The new fall season of television has begun. Oh, joy. What creative license has Hollywood taken now? How will this industry top -- because it always must top -- last year's shock? You're a parent. You come home, open the TV book and see listings like this:
"BONES (Season Premiere): A skull smashes through the windshield of a car driven by a group of teenagers on the freeway; a trail of suspects leads Brennan and Booth to a strange cannibalistic society."
A late-night offering for adults? Think again. Fox airs this gruesome twosome tracking the cannibals at 8 p.m. eastern time, 7 p.m. central, otherwise long known as the "family hour" of prime-time television. Once upon a time, network programmers applied the brakes of restraint during the first hour, because children were watching. Today, they're slamming on the accelerator -- shamelessly offering the forbidden fruits of raunchy sex and ultraviolence to kids.
For crude sex jokes, there's the brand-new CBS comedy "The Big Bang Theory." No, this has nothing to do with science.
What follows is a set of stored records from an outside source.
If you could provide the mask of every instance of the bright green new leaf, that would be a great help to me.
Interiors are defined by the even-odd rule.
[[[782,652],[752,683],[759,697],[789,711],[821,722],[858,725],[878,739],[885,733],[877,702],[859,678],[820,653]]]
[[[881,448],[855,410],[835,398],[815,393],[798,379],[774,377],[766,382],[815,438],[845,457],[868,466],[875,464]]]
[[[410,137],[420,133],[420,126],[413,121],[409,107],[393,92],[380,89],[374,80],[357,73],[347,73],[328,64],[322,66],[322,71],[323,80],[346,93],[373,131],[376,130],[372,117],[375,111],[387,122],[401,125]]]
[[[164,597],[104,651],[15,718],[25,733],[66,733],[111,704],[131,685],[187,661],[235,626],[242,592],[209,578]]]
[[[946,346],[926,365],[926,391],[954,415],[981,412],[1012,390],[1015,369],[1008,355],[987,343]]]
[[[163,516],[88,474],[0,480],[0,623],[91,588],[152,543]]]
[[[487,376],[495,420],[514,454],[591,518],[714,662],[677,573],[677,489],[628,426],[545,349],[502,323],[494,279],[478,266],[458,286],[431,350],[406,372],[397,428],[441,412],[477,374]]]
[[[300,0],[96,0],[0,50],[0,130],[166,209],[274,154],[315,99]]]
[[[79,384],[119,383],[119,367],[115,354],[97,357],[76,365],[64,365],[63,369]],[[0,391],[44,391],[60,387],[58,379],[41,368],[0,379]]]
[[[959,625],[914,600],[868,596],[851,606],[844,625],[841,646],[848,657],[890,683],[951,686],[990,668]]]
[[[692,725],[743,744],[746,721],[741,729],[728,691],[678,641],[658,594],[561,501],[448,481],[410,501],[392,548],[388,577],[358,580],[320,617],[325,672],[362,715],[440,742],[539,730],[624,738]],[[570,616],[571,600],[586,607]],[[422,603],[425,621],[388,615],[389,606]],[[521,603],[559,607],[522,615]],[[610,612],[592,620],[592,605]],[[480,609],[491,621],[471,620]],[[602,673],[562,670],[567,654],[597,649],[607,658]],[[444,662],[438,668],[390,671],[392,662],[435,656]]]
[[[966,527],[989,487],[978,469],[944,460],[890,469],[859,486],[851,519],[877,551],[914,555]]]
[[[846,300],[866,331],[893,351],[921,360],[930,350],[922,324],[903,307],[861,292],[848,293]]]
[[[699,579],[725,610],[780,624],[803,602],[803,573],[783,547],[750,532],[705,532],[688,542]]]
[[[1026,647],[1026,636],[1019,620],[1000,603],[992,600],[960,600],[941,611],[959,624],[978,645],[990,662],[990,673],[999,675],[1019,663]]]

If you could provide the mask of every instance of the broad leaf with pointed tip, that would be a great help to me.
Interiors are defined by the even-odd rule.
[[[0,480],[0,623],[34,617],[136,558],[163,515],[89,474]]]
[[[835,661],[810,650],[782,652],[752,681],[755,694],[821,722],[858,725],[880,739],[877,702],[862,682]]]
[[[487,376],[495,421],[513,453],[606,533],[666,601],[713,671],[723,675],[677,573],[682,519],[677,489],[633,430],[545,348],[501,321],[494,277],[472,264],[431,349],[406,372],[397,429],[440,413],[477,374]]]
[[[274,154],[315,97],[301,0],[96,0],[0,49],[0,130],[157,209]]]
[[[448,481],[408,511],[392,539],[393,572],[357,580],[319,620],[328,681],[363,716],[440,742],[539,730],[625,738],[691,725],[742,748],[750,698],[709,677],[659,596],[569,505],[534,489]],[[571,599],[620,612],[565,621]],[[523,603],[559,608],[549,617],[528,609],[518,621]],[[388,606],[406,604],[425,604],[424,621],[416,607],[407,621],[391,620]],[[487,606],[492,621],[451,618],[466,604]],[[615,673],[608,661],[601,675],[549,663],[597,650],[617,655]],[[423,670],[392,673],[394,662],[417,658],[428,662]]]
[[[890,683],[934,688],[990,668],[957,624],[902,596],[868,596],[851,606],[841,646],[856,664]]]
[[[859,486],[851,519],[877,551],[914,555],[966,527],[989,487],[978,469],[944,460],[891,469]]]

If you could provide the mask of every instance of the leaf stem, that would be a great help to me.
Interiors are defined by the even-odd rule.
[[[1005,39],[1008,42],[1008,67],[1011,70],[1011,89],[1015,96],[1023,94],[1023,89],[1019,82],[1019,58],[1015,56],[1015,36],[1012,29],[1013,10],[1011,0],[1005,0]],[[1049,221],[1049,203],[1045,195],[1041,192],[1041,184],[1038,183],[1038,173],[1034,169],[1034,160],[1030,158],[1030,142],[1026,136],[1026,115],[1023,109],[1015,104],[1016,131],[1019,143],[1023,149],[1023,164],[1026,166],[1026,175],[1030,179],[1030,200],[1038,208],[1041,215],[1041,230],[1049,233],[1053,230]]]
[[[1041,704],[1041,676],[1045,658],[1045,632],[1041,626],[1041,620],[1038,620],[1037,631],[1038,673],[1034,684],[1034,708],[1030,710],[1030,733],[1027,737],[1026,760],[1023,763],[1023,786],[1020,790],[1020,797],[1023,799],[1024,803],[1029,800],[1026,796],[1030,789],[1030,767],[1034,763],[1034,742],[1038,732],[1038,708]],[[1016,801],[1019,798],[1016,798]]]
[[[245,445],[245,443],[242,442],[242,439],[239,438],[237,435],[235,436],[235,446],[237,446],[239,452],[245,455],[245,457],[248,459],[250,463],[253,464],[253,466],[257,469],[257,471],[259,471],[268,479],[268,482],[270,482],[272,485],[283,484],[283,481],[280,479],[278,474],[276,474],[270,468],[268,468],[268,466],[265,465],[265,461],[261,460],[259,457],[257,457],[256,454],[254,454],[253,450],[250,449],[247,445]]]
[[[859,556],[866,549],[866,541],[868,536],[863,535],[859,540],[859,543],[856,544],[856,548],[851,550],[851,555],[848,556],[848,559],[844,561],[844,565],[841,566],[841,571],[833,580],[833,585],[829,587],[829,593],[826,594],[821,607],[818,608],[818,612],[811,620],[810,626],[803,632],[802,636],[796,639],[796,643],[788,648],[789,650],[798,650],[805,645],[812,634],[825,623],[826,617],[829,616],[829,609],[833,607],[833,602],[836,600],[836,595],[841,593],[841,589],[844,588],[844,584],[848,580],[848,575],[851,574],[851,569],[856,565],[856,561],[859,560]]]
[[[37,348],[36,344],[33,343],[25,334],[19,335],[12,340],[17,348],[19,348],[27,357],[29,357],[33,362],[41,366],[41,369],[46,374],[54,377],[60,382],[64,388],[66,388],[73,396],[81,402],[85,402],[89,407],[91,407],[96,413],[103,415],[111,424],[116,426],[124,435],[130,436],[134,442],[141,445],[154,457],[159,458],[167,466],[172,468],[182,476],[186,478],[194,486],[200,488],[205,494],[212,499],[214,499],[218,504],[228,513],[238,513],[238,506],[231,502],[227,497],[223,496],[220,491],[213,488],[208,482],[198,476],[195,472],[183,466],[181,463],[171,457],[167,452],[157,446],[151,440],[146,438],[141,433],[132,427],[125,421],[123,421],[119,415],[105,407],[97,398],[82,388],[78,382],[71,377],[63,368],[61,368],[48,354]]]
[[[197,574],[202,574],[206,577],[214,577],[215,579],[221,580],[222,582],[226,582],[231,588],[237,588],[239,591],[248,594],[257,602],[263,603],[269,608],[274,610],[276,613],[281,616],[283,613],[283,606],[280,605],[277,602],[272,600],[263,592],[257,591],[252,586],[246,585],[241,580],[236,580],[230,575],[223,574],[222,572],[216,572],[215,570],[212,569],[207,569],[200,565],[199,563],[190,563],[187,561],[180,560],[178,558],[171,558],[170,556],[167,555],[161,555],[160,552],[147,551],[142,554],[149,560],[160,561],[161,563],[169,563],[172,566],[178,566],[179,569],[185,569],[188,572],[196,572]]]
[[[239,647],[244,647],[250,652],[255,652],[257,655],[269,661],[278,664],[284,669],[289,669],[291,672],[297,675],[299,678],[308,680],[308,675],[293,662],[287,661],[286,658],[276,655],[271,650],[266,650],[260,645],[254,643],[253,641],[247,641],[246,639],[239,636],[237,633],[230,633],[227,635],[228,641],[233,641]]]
The "big bang" is ... yuk, yuk, yuk. The show is about two physics geeks living across the hallway from a beautiful waitress who is way out of their league. The entire series begins with an awkward trip to a sperm bank, which sets up this family-hour punch line:
Pretty Neighbor: "So, what do you guys do for fun around here?"
Science Geek: "Well, today we tried masturbating for money."
Do you have children, maybe grandchildren? Just imagine them watching this show. Thank you, Hollywood.
The problem only seems to get worse. The Parents Television Council recently completed its latest study of family-hour programming on the networks during the 2006-2007 season. The numbers astound.
Since 2000-2001, violent content during the family hour has increased 52 percent. Sexual content is up 22 percent. Foul language is down 25 percent since 2000-2001. But wait. The decrease is almost entirely due to the drop in less objectionable words like "crap" and "hell." The major curse words have hardly declined at all, just 3 percent.
And that's not all. The total number of bleeped curse words is up 40 percent, and here we're talking about the most outrageous obscenities. And the bleeping masks nothing -- the child can tell exactly which obscenity was intended. The dropping of the bleeped F-bomb has almost doubled per hour of programming, and use of the bleeped S-word is up fourfold.